I liked this structure because it separated “the model wants to answer” from “the system considers the answer sufficiently grounded.” In many agent demos those two things are the same, which is exactly why they feel impressive in a demo and unreliable in production. Athena needed a stronger contract because its outputs were often being shared across teams or exported into downstream developer workflows.

The response filter is the last contract before the user

Even after retrieval has been judged and the search gate has approved an answer, the response itself still needs to meet a contract. The response filter is the final subgraph in the runtime: it enforces formatting rules, applies safety and tone checks, validates citations, and ensures the output matches the workflow stage the user is in. Only after passing the filter does the response actually leave the system.

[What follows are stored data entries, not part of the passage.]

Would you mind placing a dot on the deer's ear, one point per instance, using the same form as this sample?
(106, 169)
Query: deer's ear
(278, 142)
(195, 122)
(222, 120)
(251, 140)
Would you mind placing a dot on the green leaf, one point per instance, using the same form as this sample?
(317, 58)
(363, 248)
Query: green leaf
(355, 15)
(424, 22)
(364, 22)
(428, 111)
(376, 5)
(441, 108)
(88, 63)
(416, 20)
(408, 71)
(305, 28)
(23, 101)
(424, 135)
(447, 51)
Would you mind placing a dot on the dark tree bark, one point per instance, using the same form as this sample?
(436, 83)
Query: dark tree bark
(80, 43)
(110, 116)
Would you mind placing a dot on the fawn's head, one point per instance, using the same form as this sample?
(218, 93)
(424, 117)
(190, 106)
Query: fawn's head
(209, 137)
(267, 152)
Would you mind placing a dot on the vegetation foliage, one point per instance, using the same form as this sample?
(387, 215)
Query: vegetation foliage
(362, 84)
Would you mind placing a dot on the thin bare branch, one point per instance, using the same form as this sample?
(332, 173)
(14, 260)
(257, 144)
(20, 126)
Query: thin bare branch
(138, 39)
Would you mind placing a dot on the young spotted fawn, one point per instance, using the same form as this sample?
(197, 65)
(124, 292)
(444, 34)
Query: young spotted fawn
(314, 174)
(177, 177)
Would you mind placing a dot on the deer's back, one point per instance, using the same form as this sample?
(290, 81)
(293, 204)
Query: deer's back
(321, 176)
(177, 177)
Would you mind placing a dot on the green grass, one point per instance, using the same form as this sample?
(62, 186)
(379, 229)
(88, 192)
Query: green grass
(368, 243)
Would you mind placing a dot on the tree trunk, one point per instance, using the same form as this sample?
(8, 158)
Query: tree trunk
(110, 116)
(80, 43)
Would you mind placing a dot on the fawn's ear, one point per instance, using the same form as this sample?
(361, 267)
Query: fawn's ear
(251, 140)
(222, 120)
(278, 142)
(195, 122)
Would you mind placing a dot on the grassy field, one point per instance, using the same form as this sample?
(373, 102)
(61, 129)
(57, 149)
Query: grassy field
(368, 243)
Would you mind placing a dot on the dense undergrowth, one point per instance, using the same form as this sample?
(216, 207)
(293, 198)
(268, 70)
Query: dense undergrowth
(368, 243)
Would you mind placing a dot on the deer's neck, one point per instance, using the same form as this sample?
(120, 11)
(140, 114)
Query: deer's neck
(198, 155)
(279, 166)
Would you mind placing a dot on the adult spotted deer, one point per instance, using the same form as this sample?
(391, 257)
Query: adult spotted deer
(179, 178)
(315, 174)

The response filter is the final gate before the agent's output reaches the user — enforcing formatting, citation, and safety checks so the response matches the contract the rest of the product depends on
The response filter is the final gate before the agent's output reaches the user — enforcing formatting, citation, and safety checks so the response matches the contract the rest of the product depends on

Treating the response itself as a gated artifact, rather than a raw model output, was important for the same reason the search gate mattered: downstream products consume these responses as inputs. A planning artifact, a diagram, or a Bridge export all assume the response is well-formed and trustworthy. The filter is what makes that assumption safe.

Explicit artifacts beat hidden memory

Another major architectural choice was preferring explicit artifacts over hidden agent state. Athena does use conversation history and context, but I did not want the value of a session to disappear into a long chat transcript. That is why the product kept evolving toward diagrams, shareable links, embedded tables, and Bridge workflows. Those artifacts gave users something stable to discuss, edit, and hand off.

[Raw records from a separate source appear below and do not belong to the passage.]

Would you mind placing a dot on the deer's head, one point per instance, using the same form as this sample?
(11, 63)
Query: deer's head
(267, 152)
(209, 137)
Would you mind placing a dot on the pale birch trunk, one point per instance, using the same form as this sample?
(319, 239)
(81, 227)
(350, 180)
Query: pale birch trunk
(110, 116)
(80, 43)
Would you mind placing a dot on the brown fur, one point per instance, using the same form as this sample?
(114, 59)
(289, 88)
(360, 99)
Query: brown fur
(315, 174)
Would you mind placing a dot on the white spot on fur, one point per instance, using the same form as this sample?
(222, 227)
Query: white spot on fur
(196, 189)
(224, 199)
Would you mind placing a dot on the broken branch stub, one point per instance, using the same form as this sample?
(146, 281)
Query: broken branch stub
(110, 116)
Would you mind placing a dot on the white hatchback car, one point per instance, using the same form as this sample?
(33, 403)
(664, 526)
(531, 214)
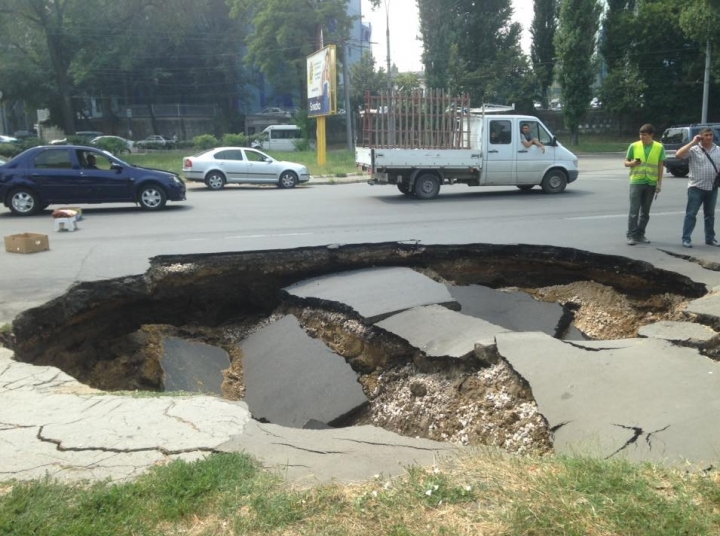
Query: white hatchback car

This is also why I would describe Athena as single-agent orchestration with artifact-based handoffs, not as a pure multi-agent system. The main user-facing runtime is one orchestrated agent graph, but its outputs are designed to become inputs to later workflows. Planning becomes a workflow artifact. That artifact can be shared in the browser, turned into a Bridge export, or used to seed Studio experimentation. The orchestration is in the state machine, but the continuity is in the artifacts.

UX is part of the architecture

I think a lot of agent writing still treats the UI as a wrapper around the model. In Athena, the UI is part of the architecture itself. Streaming thought-process steps, surfacing sources, rendering diagrams, and deciding when a workflow should become shareable or embeddable are all part of how the system earns user trust. If I had only focused on prompts and retrieval quality, I could have built a technically impressive system that still felt opaque and hard to adopt.

That is probably my biggest takeaway from Athena: good agent architecture is not just about routing and tool calls. It is about deciding where the model should think, where the system should intervene, and where the user needs a stable object they can understand and act on. For Athena, that meant building a graph that could validate itself, then designing the product so the output of that graph became useful beyond the chat window.